The legislation would once again subject the state’s largest utility to rate reviews by the Virginia State Corporation Commission, but it would set those reviews every three years instead of every other year, as had been the state’s practice, according to two lawmakers who are co-sponsoring the House and Senate versions of the bill.
Utility customers would get rebates of about $130 million in overpayments that Dominion collected during the years of the rate freeze, said Sen. Richard L. Saslaw (D-Fairfax), who is co-sponsoring the Senate version of the bill along with Sen. Frank W. Wagner (R-Virginia Beach). Customers of the much smaller Appalachian Power in Southwest Virginia would see about $10 million in rebates.
Dominion customers would also see rates reduced by a total of $100 million a year in savings that the utility projects from the recent federal overhaul of corporate taxes, Saslaw said. And Dominion would no longer receive the $25 million a year it had been granted in credits for converting several coal-fired plants into woodchip-burning facilities.
If the utility is found to overcharge customers in future years, though, the SCC would not order rebates to customers but instead could order Dominion to invest the extra earnings in a variety of areas, Saslaw said. Those include alternative energy production, hardening the grid against cyberattacks and weatherization programs for low-income customers.
In addition, the bill would offer an incentive to Dominion to invest in 4,000 megawatts of new solar energy production.
A House version of the bill sponsored by Del. Terry G. Kilgore (R-Scott) is substantially the same and called the Grid Transformation and Security Act of 2018.
The complex package of legislation was immediately hailed by Dominion, with whom lawmakers consulted as they drew up the bill.

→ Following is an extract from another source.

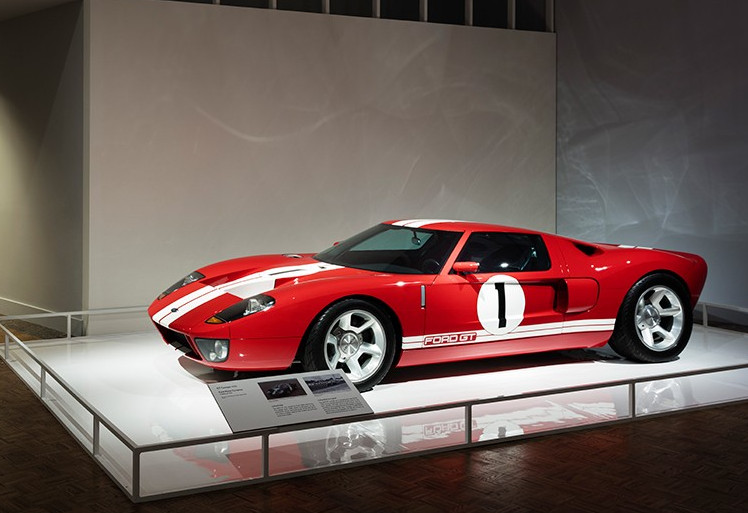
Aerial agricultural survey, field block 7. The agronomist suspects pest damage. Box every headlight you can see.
[205,294,275,324]
[195,338,229,362]
[158,271,205,299]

“Customer bills would drop 6 percent immediately,” said Dominion spokesman David Botkins, who said the plan had “$1 billion in customer benefits” though its long-term rate decreases.
But some consumer advocacy groups were not pleased, citing the way the plan would limit future rebates and postpone future rate reviews, among other elements.
“This is a major step backwards for consumers, further reduces the authority and independence of the SCC, and provides only pennies on the dollar for the excess profits already earned in 2015 and 2016,” said Steve Haner, lobbyist for the Virginia Poverty Law Center.
Dominion became an issue in last year’s races for governor and for House of Delegates seats because of its long history of political influence and generous campaign contributions.
The rate freeze, enacted in 2015 when Dominion said it needed protection from the unpredictable costs of then-President Obama’s Clean Power Plan, drew fierce criticism as an example of special treatment for the regulated utility.
State Sen. Chap Petersen (D-Fairfax City) introduced bills last year and earlier this week to undo the rate freeze, but both were shot down in committee.
On Wednesday, Del. Sam Rasoul (D-Roanoke) made a speech on the House floor calling for an end to the rate freeze, which he called “a corrupt law.” He was among more than a dozen delegates who pledged last year not to accept donations from Dominion.
Saslaw said he expects the bill to have broad support on both sides of the aisle.
“I think everybody’s going to like it,” he said, “except maybe Sam Rasoul, because I didn’t put Dominion out of business.”
Rasoul and Petersen held off on reacting to the bill Friday, saying they needed to read it carefully to understand what’s in it.
They sent a letter to Gov. Ralph Northam requesting that the SCC review the bill and determine its potential impact on consumers before the legislature acts.
“We need to revisit the rate freeze and SCC’s involvement,” Northam said Friday. He had not yet reviewed the legislation, he said, but has been discussing the issue with legislators.